A good spin doctor might point out that the A’s have improved their attendance every season since 2009, but that would serve only to mask the reality that the team finished last or next to last in that category every year during that span, topping out just north of 20,000 per game this year, with a low crowd of 10,054 in its fifth game of the season.

In effect, the A’s have held a pennant race and not too many people came.

“I’m not into telling people how to spend their money,” Melvin said before Monday’s game. “It really doesn’t matter how many fans we get here — we always feel them.”

Third baseman Brandon Inge, out for the season after dislocating his shoulder Sept. 1, put it a bit differently: “Smaller numbers, bigger hearts.”

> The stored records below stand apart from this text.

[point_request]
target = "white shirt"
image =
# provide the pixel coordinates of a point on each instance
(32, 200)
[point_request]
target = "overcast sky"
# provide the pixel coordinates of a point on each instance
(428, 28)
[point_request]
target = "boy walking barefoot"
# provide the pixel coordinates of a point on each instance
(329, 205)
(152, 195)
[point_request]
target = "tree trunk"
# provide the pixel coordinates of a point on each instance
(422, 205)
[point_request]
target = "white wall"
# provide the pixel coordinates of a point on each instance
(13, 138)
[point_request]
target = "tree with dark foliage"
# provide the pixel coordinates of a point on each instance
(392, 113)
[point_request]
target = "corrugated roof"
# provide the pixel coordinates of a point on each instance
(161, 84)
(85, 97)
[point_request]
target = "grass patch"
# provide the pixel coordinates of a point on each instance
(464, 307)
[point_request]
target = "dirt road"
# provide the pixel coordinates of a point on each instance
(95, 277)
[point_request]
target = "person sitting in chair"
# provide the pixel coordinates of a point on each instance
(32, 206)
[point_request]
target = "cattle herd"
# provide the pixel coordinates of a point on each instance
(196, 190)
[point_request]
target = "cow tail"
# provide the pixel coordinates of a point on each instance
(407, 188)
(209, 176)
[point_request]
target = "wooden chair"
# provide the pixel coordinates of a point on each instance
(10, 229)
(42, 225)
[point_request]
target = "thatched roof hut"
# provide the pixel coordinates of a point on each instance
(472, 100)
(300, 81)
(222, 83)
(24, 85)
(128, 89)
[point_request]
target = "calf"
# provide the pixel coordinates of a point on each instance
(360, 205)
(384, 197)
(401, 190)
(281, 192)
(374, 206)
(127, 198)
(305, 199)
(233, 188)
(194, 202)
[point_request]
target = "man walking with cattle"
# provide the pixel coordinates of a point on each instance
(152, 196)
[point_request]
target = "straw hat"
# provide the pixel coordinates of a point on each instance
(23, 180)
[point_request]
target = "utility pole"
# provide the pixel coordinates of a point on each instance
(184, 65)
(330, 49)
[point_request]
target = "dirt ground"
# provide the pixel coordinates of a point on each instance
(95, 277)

Drummers in the left-field bleachers increase the overall volume at A’s games, and the unabated concrete does not hurt when it comes to shooting echoes around the place. The crowd’s roar Monday, and it was frequent, could easily have been mistaken as having emanated from twice as many throats. Still, compared with pennant races in places like Texas (the Rangers averaged better than 45,000 on their just-completed seven-game homestand), New York (the Yankees drew nearly 43,000 per game against the A’s in mid-September) and across the bay in San Francisco (the Giants have sold out every game since Oct. 1, 2010), Oakland’s intimate gatherings offer the general impression that local fans simply do not care as much.

Losing has something to do with this, as the A’s had not finished above .500 since 2006. There is the slate gray drabness of the cookie-cutter stadium, not to mention the negative association with the Raiders, whose fans have long held a reputation for abusive behavior. There is the team owner, Lew Wolff, who has alienated fans for years with a perpetual clamoring to move someplace else. (He already has a site in San Jose in preparation for the moment that Bud Selig, baseball’s commissioner, rescinds the Giants’ territorial rights to the region.)

“I’d like to thank the fans for being here … when they come,” Wolff told reporters in the victorious clubhouse, as Champagne sprayed around him.

In some ways, the modest attendance and the closed-off sections of the ballpark, which is officially known as the O.co Coliseum, only add to the underdog image of the team itself. After General Manager Billy Beane traded his three best pitchers — Gio Gonzalez, Trevor Cahill and Andrew Bailey — in the off-season for unproven rookies and minor leaguers, it was widely assumed that he was giving up on 2012 while collecting chips that would mature in time for the team’s hopeful relocation to somewhere else.

His moves, however, gave the A’s an immediate influx of new talent: Josh Reddick (a 30-homer hitter and anchor of the batting order); starting pitchers Jarrod Parker (13-8, 3.47 earned run average) and Tommy Milone (13-10, 3.74 ERA); reliever Ryan Cook (14 saves and a spot on the All-Star team), and starting catcher Derek Norris. All are 25 or younger. None have postseason experience. And to a man they are loving what is going on with their team right now.

“Our fans have all these signs, and you see them dancing every time something comes on the sound system,” Reddick said. “They get into it. They’re doing the Bernie” — a Southern dance craze that has been adopted by the team.

“And when Balfour comes in, they’re doing the headbanging, heavy-metal stuff,” Reddick added in reference to the team’s closer, Grant Balfour. “They’re into it for everybody.”

Forty-seven of the team’s 93 wins have come from rookie pitchers. The A’s have struck out a league-record 1,372 times but lead the majors with 110 homers since the All-Star Game.

It all makes for a potent combination — the unlikely team whose winning ways have been appreciated by a select, but clearly enthusiastic, group of fans, although that number will surely grow when the postseason arrives. For now, it is odd and sort of endearing.

“I’ve been coming here since my mother was pregnant with me,” said Mat Moorhead, 29, of nearby Antioch, Calif., who is one of the drummers in the left-field bleachers. “My grandfather came here for games, my parents came here for games, and now I come here for games. I’d like to think that more people will show up … but honestly, I’d rather have 15,000 people in the stands who want to be here than 30,000 who don’t care as much as we do.”